Watson, Clerc end long dry spells; USFL completes season on high note

Something about the British Open just seems to bring out the best in Tom Watson - whether he's playing well otherwise or not. This year things were definitely in the ''not'' category as he journeyed to Southport, England, for the 112th renewal of golf's most tradition-steeped event. In fact, he hadn't won a single tournament in an entire year since - you guessed it - the 1982 British Open. But once again he demonstrated that this is indeed his tournament, shooting a nine-under-par 275 on the Royal Birkdale Golf Club links to win the championship for the fifth time.

Ironically, this was the first time Watson had won it on a course in England - his previous victories having all come on Scottish courses starting in 1975 at Carnoustie and continuing in 1977 at Turnberry, 1980 at Muirfield, and last year at Troon. Clerc back in form

Another top athlete breaking a long dry spell over the weekend was Jose-Luis Clerc, who dominated the US Pro Tennis Championships at Longwood Country Club outside Boston in what must have been one of the easiest victories of his career.

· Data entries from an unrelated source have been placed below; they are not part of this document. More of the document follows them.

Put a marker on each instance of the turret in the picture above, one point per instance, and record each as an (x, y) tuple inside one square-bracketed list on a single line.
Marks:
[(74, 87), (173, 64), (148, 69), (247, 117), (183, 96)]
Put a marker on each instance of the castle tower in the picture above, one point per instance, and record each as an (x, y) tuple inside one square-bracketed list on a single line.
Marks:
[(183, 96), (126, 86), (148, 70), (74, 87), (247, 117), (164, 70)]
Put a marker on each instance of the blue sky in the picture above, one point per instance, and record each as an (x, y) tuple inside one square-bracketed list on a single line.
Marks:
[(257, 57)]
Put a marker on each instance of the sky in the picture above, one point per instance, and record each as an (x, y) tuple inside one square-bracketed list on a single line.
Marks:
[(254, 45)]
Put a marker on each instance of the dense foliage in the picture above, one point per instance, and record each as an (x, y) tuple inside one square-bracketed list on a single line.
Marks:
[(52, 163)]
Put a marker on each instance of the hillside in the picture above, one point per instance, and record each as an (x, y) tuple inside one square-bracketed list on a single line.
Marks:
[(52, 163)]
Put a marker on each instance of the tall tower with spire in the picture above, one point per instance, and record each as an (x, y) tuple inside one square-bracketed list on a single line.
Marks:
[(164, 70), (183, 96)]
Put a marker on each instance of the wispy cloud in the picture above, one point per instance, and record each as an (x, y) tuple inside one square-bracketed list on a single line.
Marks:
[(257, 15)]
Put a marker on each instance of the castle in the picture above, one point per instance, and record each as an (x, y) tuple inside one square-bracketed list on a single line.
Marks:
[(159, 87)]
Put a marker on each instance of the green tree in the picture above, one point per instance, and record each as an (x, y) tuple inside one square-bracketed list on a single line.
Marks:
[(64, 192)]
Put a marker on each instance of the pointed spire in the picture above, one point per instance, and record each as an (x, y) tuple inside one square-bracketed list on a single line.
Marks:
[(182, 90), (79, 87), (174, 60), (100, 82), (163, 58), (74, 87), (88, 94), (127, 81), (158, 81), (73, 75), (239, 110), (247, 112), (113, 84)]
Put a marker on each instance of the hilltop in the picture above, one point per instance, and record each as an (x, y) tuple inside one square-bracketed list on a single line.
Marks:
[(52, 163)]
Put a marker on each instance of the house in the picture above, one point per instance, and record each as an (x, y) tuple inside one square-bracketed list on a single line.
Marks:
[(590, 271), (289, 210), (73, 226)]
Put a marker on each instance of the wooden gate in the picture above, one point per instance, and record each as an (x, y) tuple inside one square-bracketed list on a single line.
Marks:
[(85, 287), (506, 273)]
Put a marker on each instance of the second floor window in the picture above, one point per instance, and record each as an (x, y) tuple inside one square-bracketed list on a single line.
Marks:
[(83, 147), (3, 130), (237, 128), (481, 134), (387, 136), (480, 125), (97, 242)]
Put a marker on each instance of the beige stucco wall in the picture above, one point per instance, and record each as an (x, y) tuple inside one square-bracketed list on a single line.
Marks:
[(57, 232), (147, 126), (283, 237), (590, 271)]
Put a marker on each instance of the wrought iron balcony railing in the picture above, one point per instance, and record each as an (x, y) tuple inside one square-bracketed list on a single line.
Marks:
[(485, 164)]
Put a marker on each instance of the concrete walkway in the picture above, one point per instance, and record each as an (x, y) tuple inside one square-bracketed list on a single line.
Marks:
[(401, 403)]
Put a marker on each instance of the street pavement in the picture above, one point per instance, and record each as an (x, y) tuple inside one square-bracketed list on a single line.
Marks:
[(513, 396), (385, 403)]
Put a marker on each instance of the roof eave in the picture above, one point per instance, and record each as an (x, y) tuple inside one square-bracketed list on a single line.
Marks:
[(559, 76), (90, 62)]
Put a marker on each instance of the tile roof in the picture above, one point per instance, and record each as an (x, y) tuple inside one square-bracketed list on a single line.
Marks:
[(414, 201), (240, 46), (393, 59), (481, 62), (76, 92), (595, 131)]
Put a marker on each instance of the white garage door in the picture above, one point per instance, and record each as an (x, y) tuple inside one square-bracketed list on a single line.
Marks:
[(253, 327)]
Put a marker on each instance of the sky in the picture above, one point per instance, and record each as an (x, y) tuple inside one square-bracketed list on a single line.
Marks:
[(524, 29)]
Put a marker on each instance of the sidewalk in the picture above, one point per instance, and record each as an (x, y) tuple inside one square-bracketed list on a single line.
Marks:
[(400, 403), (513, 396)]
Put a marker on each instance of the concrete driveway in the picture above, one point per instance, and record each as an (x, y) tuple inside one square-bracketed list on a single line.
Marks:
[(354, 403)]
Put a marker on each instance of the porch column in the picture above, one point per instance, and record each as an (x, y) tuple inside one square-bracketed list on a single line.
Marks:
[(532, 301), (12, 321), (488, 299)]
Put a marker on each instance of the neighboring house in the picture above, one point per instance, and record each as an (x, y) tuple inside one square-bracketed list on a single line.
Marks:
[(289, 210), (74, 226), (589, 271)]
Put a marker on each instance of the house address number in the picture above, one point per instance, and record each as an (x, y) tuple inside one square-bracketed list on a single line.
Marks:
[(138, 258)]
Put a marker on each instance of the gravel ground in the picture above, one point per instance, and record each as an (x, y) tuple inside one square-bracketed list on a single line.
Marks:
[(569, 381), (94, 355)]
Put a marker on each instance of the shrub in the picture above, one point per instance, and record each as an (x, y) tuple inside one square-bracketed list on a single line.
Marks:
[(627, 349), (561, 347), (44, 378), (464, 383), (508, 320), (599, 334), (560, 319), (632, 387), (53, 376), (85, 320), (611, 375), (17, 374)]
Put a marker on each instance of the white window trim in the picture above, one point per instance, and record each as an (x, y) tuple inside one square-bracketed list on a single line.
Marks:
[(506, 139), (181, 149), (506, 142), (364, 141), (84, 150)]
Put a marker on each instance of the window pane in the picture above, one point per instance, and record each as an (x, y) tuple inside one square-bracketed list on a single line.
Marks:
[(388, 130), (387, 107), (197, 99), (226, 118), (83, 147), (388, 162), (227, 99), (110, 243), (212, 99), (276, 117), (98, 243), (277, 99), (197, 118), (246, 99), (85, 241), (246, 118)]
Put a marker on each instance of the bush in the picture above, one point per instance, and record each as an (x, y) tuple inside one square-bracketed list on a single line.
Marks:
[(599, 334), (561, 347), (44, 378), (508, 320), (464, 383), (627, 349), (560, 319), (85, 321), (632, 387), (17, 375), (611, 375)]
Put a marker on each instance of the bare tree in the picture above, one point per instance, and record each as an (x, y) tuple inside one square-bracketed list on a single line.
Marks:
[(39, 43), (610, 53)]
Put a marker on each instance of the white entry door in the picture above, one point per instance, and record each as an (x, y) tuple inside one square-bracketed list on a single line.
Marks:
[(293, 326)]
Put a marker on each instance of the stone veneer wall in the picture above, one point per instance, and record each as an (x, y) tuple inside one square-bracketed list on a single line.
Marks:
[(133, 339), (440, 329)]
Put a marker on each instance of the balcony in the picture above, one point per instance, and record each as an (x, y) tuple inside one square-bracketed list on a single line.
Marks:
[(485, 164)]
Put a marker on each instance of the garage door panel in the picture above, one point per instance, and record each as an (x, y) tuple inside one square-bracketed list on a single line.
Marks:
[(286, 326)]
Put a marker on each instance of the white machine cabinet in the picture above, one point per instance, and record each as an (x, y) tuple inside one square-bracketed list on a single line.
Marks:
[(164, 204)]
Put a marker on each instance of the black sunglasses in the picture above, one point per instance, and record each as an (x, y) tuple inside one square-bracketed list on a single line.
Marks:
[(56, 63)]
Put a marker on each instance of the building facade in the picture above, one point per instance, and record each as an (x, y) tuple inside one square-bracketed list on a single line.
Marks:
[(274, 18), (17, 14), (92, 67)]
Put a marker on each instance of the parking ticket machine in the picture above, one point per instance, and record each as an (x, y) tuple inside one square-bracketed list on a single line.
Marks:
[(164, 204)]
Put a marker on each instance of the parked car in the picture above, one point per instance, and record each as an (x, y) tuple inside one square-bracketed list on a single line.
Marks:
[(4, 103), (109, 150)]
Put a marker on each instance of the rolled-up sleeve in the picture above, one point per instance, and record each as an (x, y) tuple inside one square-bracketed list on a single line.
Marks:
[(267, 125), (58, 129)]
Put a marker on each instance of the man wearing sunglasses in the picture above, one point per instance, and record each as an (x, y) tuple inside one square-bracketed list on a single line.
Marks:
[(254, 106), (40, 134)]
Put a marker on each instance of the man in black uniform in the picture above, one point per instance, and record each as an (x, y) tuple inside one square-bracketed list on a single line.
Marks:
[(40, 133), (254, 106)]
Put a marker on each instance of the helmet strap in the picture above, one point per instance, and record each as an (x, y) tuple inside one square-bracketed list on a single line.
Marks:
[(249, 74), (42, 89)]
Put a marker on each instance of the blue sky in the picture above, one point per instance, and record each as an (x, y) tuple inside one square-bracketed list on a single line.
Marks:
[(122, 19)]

The Argentine clay court specialist never dropped a set and in fact never seemed even remotely threatened en route to recapturing the title which he had also won in 1981. Even at the end, his matches were virtual cakewalks (a 6-2, 6- 2 demolition of Eliot Teltscher in the semifinals and a 67-minute 6-3, 6-1 rout of Jimmy Arias in the final).

None of this would have been too surprising a while ago, for Clerc dominated a lot of clay court tournaments over a three-year stretch beginning in January 1980. In that time Jose-Luis won 18 tournaments, made more than $1 million in prize money, and rose as high as No. 5 in the world rankings.

Clerc started this year in good form, too, winning a tournament in Brazil, then upsetting John McEnroe to lead Argentina to a Davis Cup victory over the United States. But things had gone really sour after that - so much so that in nine of his last 10 tournaments he had lost in either the first or second round.

No so this time, however - which was good news for all those who prefer his brand of good tennis manners and etiquette (he was voted Sportsman of the Year by the Association of Tennis Professionals in 1981) to the antagonistic, argumentative, crybaby antics of so many of his peers these days. USFL ends with a bang

The United States Football League started with a bang (the signing of Herschel Walker) but looked for a while as though it was going to end with a whimper. Summer got in the way of the last few weeks, with beaches, boats, baseball, etc., luring all but the most avid fans away from the stadiums and/or their TV sets. Fortunately for the new league, though, its first championship game last Sunday night turned out to be a much-needed hit - both at the gate and on the field.

A paid crowd of 46,535 (boosted by complimentary tickets to a total of 50,906 ) was on hand at Denver's Mile-High Stadium while a nationwide audience watched on ABC-TV as the Michigan Panthers defeated the Philadelphia Stars 24-22 for the league's inaugural title. It was an exciting contest, too, with the Stars fighting back from a 17-3 deficit to make it 17-14 before the Panthers put it away in the closing minutes via a 48-yard touchdown pass from Bobby Hebert to Anthony Carter.

Carter, the former University of Michigan star, was one of the big-money signees who helped give the new league some credibility at the start - and he earned his money in the championship game with nine receptions for 179 yards. Another big star all season was Philadelphia's Kelvin Bryant, whose spectacular college career at North Carolina was curtailed a bit at the end by injuries, but whose powerful running in his first pro season earned him MVP honors ahead of the much more publicized Walker. Why Phils fired Corrales

Philadelphia's firing of manager Pat Corrales this week raised a few eyebrows - especially since the Phillies were tied for first place at the time - but the reasoning behind the move isn't really very hard to fathom.

With all their talent, the Phillies were expected to be a solid winning club this season with a good shot at the National League East championship. Instead the team has been struggling around the .500 mark all year - and the only reason it is still in the race is that the other top contenders have been having similar problems.

One doesn't have to look far to see why the Phillies were unable to take advantage of the situation either - they're batting around .243, with Mike Schmidt, Gary Matthews, and Bo Diaz all under .250, and Pete Rose not far above it.

The manager doesn't swing a bat, of course, but he does always take the ultimate responsibility for a team not playing up to expectations. And as the saying goes, it's easier to fire one man than 25.

In having General Manager Paul Owens move from the front office into the dugout to replace Corrales for the rest of this season, the Phillies are also following their own established policy. Owens did the same thing in 1972 when he fired Frank Luchesi in midseason. And in 1979, Dallas Green moved down from the front office to replace Danny Ozark - then stayed around the next year to lead the team to its only World Series victory.